Это было весьма необычно – лицо равнодушного обиженного ребенка, вислые плечи, оружие. Сразу я не очень поняла, что это такое, некий странный предмет, больше всего похожий на багор, – я видела такие у бойцов пожарных команд. Однако багор, лежащий у ног моего сопровождающего, имел несколько иную форму – изогнутый, с дополнительной рукоятью посреди древка, приспособленный для носки на плече, крюк обмотан мешковиной.
Когда я спустилась в гостиную, сопровождающий поднялся из кресла, поцарапав при этом кожаную обивку ножнами. Он оказался невысок, впрочем, как и все люди, встреченные мною на Сахалине, чуть ниже меня, не широк в плечах, если честно, я думала, что он будет повыше. А еще… Я вдруг поняла, откуда эта странная неподвижность в лице моего сопровождающего, собственно, это не неподвижность даже, просто лицо было настолько другое, что я определила его как неподвижное, чуть ли не мертвое.
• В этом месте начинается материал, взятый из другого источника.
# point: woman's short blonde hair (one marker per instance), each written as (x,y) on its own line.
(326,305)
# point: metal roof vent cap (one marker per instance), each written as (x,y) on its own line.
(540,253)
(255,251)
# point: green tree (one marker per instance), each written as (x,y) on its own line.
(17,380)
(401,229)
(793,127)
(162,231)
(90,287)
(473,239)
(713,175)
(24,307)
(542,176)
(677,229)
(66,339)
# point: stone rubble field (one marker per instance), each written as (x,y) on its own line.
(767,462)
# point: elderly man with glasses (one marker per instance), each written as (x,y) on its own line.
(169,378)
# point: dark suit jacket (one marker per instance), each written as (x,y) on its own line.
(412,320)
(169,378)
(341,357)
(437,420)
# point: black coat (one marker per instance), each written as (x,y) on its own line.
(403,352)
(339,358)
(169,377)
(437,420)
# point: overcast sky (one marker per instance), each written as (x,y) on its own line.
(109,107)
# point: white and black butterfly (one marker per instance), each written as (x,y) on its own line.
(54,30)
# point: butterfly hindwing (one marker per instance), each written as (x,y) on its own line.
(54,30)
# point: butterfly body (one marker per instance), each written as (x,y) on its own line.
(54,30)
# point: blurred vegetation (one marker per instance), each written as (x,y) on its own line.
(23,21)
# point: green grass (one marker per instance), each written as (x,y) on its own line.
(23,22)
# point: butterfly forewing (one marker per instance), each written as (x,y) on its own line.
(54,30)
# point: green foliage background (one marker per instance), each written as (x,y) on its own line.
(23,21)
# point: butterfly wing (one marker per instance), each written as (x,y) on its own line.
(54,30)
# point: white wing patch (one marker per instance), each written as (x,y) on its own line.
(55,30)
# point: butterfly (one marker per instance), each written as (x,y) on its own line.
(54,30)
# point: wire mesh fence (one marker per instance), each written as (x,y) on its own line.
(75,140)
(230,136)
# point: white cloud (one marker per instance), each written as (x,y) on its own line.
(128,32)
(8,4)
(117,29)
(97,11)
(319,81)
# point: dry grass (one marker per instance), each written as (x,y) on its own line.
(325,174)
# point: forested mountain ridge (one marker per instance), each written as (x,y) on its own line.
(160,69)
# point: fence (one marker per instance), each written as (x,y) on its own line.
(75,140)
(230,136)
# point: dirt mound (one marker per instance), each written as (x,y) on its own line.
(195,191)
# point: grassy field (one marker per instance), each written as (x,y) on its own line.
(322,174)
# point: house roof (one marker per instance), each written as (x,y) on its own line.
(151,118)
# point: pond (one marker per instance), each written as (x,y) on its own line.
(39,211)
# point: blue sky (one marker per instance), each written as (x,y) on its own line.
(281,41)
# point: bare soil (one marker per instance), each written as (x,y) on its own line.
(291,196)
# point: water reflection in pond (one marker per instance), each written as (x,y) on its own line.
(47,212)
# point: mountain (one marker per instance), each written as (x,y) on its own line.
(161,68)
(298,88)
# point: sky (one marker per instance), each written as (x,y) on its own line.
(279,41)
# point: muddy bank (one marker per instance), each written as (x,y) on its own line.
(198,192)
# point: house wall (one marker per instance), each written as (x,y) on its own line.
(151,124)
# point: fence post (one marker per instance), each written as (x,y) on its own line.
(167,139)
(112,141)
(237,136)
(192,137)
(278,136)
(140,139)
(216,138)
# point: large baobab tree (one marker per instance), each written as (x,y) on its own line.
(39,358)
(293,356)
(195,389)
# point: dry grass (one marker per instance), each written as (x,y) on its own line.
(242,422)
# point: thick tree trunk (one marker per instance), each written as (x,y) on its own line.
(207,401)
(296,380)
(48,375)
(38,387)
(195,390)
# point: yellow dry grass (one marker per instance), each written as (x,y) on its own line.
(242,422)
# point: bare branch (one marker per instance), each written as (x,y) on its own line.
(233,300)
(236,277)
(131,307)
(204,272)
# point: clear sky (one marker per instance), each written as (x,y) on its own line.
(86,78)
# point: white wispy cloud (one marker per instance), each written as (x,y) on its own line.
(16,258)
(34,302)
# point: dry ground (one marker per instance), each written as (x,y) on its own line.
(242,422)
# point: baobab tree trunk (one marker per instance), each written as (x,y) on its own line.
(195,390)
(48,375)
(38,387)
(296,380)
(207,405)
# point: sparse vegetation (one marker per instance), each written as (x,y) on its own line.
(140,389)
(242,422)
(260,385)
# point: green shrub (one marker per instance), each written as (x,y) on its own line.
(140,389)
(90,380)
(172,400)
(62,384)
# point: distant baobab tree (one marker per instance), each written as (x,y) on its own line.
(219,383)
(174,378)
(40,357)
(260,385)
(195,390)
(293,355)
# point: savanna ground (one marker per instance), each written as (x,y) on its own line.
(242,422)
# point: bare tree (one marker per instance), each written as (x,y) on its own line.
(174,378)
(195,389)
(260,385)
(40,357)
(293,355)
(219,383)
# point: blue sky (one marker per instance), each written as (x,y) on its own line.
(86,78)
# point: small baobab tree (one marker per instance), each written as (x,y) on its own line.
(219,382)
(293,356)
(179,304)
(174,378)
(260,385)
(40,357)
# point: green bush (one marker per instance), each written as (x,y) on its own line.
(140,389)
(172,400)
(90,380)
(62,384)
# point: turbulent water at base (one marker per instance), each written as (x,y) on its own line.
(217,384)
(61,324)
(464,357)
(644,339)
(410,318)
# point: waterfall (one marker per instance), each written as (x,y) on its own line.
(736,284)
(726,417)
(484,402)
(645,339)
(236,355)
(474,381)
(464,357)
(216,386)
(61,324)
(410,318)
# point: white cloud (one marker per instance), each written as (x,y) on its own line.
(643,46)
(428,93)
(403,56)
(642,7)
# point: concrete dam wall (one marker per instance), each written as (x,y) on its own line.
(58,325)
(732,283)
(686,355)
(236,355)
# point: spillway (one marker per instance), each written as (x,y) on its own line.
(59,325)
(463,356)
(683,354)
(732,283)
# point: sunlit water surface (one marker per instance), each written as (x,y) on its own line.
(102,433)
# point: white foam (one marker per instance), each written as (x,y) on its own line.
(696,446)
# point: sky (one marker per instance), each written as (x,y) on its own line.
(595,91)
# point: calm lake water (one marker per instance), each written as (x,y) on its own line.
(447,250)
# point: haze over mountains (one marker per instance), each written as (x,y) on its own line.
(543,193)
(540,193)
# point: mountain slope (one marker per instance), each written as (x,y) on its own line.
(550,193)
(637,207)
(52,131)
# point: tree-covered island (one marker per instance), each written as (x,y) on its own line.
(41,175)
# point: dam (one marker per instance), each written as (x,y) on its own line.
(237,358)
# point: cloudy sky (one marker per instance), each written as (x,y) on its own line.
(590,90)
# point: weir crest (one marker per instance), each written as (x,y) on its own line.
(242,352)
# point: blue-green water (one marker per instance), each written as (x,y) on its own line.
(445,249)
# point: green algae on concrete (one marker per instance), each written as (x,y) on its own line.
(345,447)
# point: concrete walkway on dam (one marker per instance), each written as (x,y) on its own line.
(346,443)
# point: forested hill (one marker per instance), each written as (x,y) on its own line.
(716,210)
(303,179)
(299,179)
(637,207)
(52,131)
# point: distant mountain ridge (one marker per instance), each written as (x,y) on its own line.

Потому что сопровождающий не был азиатом. Ни японцем, ни китайцем, ни корейцем.
Я вспомнила про то, что сказал префект. Сопровождающий – мой соплеменник. Соотечественник.
Он был моим соотечественником.
Русским.
Я его не узнала, потому что вживую никогда не видела русских лиц; я помнила бабушку, но она была так стара, что по ее лицу ничего не читалось и не виделось, мама же моя, несмотря на свой безупречный русский, походила все-таки скорее на японку, хотя и с голубыми глазами. Как у меня.
А этот…
– Привет, – сказал он. – Ты Сирень?
Он обратился ко мне на «ты», но я ничуть не обиделась, хотя прежде я не терпела фамильярности, особенно от незнакомых. А сейчас…
– Так ты Сирень? – повторил парень.
– Да… – неуверенно ответила я. – Сирень…
– Меня зовут Артем.
Все по-русски. На том самом русском, на котором говорили мои бабушка и мама и я, на том языке, который я знала по книгам и по старым фильмам, и любила слушать его.
Наверное, я растерялась. Наверное, это проявилось на лице – лицо меня всегда подводит, отец учил, как надо контролировать мимику, чтобы ни мускул не дернулся, чтобы маска…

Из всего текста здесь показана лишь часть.